2 They then slammed a comet into the northern ice cap in such a way that the crust unstuck and momentum shifted the crust to the exact spot needed to activate the full thrust of the Gulf Stream. There was little room for error and its precision revealed the likelihood of human intervention.

3 Most fauna survived in most places and quickly readjusted to the new circumstances. Mankind was also reintroduced in every convenient locale and allowed to go forth and start terraforming the Earth. They did so but have been allowed to proceed without direct communication and in as much actual ignorance of this as possible.

This all sounds like a lot except that it needs only one decision point. The capabilities needed to exist, but they had more time than we had to create those. We have already reached all that capability quite recently and what is not mastered today is been actively pursued in the lab. It will not take us centuries to replicate space lift or anything else. If you haven’t yet, do read my post on reverse engineering the UFO.

Once that decision was made, the rest follows and is rest is details. The rise in sea level destroyed all sign of the preceding world and we can be sure that a clean up was conducted as necessary.

Our task on earth becomes rather clear and much of this blog is talking to those types of issues. With our ability to manufacture soil, however presently controversial, we can create healthy growing conditions everywhere on earth between tree lines and optimize those growing conditions, so long as we can also deliver water.

To deliver water, we have the Eden machine itself to strip moisture out of the atmosphere anywhere we like. Again read my posts on the Eden machine.

With these two tools, it becomes possible to look at every hectare as a potential garden. Separate out the rocks and debris and you have the beginnings of a seedbed. Start by creating seed hills using a biochar blend and apply an appropriate seed blend and ample water and let nature take its course. Of course it is supposed to be more difficult but I am far from been convinced to that. I suspect a couple of years with the right plants and you will be startled at how securely the new soil has been established. Right now experimenters are playing with plants they know and it is early days.

I know that corn is great for producing biomass for biochar. It is lousy for producing an actual soil. There I like alfalfa but suspect that grass blends with deep root systems will get the job done fastest. Remember, we may be starting with barren sand. The roots need to fill the soil matrix with organic material. We may end up liking couch grass for a few years of soil building.

Reclaiming the Earth one garden at a time will reclaim the Garden of Eden for humanity and it will be many times larger than the original and as rich and productive.

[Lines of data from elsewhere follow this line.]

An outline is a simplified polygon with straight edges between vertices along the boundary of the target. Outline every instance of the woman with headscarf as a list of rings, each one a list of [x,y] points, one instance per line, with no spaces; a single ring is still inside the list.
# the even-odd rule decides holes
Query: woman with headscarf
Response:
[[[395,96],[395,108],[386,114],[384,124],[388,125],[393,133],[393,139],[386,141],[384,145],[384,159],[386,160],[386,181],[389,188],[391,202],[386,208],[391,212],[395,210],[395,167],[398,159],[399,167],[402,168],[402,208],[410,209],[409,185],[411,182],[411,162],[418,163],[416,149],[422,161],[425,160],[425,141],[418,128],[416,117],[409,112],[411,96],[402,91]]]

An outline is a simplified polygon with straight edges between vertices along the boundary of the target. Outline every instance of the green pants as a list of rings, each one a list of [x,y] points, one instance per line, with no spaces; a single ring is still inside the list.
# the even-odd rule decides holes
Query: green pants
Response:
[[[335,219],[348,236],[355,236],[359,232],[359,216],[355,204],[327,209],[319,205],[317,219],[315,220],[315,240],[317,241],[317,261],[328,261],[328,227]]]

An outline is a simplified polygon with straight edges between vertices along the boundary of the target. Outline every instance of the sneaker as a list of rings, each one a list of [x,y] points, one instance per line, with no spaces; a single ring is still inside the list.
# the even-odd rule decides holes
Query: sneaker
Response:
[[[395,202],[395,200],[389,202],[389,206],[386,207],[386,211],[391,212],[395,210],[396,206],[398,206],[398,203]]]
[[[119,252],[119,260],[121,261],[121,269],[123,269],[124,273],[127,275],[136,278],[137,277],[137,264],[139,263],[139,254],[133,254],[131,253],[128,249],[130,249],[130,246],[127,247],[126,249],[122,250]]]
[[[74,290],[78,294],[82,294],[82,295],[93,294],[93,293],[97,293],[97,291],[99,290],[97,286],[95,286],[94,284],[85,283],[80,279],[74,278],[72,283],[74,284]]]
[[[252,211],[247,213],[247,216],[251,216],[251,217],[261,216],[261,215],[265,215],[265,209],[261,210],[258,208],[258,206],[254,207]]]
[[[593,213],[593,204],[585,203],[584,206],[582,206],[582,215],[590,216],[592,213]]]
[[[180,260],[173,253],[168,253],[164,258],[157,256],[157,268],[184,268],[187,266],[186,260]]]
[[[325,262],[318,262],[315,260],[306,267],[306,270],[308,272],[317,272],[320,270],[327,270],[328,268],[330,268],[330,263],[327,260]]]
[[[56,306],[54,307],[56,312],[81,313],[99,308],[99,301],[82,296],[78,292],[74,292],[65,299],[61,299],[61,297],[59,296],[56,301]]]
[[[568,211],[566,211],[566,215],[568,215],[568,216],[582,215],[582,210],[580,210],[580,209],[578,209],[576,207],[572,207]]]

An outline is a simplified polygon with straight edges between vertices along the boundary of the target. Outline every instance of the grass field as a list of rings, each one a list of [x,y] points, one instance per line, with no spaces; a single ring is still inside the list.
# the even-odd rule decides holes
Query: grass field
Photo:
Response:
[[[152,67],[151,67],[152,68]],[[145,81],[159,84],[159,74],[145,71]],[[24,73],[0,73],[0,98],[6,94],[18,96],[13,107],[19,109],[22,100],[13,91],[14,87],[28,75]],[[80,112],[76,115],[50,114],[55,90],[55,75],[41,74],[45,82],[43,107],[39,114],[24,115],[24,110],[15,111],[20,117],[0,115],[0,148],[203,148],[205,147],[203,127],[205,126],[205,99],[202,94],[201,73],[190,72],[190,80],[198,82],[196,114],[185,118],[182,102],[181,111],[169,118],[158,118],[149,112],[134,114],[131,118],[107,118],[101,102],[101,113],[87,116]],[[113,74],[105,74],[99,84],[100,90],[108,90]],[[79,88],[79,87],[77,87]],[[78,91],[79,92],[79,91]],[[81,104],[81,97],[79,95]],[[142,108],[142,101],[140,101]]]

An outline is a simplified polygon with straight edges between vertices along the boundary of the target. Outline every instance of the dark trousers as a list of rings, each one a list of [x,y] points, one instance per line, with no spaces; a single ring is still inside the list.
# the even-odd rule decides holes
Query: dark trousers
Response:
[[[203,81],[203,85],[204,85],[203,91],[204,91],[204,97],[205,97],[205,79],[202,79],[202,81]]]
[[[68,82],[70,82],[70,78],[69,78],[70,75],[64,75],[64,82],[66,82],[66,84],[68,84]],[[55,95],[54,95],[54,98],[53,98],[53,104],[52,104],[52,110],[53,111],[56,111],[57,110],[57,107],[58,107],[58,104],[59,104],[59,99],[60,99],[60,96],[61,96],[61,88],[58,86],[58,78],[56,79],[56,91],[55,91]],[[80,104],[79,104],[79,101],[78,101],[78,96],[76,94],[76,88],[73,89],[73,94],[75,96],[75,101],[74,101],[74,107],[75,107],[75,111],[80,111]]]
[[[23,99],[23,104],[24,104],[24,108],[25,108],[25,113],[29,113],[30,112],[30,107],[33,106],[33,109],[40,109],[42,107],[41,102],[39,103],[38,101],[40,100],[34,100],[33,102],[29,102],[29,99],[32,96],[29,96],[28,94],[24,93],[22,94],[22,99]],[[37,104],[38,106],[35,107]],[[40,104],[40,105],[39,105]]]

I cannot begin to imagine just how many people could live on Earth as this comes to pass and they would all have their place as direct contributors to their private gardens. All the deserts, and all the jungles and all the grasslands and even throughout the mountains and even the boreal forests can be reasonably managed and optimized. And yes, that does mean managing the wild wood to create open cathedral woodlands uncovered by massive debris.

It can be the population density of India applied everywhere the land is flat. It would be necessary if space man plans to transition back into Earth man.